John Muir, full-length portrait, facing right, seated on rock with lake and trees in background (Courtesy of Wikipedia) Click to enlarge.

Prominent through much of the Ken Burns series “The National Parks: America’s Best Idea,” is John Muir, an early and persuasive voice for preservation of significant natural areas. I ran into a friend at Starbucks the morning after the first segment. He wanted to know more about Muir. “You have any books on Muir?”

I did. I loaned my friend The Library of America volume on Muir, which has as much of the essential John Muir as most people are likely to need, including his excellent autobiography “My Boyhood and Youth.” It is just that – the story of his upbringing and essentially ends when he reaches adulthood. It is a great story. Muir and his brother come to America when he is 6. They move to Wisconsin, the frontier at the time. To say that Muir’s boyhood waking hours were essentially confined to exhausting manual farm labor and prayer is not an exaggeration.
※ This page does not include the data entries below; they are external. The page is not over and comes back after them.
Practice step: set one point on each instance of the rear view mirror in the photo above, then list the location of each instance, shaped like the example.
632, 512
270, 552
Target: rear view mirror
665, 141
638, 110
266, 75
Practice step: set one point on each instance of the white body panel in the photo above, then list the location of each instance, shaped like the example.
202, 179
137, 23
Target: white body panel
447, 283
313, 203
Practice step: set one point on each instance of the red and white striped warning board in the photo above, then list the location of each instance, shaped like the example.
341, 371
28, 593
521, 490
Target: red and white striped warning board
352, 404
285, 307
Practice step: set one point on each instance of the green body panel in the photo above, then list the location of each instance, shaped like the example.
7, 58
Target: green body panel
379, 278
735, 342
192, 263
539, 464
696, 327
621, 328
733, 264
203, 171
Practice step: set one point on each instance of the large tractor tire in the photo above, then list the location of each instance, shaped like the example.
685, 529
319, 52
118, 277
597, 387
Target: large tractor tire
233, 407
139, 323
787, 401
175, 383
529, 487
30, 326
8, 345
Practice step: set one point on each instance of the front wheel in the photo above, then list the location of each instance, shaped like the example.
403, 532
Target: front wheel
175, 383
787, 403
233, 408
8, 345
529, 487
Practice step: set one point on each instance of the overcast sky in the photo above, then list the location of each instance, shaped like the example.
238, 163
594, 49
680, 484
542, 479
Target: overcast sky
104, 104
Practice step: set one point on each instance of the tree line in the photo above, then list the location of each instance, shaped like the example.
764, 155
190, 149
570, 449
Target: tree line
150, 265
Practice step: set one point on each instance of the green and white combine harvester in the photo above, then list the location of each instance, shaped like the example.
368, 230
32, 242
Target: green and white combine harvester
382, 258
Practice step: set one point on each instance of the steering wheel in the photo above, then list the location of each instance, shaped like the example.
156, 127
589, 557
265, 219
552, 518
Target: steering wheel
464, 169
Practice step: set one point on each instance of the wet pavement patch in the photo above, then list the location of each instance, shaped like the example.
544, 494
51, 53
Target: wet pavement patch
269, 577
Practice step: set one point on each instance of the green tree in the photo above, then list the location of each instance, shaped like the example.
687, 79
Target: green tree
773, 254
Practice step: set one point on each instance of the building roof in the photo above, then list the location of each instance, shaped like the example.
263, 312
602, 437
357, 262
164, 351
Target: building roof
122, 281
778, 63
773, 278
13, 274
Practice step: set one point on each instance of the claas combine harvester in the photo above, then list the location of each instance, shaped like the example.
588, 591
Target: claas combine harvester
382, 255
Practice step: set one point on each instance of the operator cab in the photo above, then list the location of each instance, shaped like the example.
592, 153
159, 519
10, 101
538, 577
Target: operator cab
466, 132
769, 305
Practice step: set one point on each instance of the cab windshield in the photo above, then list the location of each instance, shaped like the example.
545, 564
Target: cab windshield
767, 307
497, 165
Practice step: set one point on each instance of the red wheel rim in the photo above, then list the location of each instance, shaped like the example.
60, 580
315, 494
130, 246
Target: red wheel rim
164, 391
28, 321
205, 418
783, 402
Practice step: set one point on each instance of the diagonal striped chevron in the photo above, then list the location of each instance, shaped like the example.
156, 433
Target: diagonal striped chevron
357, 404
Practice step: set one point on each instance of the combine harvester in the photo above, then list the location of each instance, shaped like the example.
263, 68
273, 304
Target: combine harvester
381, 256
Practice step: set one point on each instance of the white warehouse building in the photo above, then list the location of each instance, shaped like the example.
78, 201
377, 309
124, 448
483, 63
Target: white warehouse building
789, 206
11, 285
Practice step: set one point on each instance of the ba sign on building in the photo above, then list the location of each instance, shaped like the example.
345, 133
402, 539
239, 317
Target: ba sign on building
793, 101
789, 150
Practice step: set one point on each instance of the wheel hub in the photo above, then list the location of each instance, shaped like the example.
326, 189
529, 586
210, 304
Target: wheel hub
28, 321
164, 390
There is plenty more in the Library of America volume, too, but I suggested he make sure he checked the Muir essay on the water ouzel, a delightful bird now known as the American dipper. It is one of my favorite Muir essays.

Who could not love a bird that is always found in or beside beautiful mountain streams in the West, a bird capable of walking and swimming underwater? Muir watched them for hours on end, and those hours of observation enrich his essay.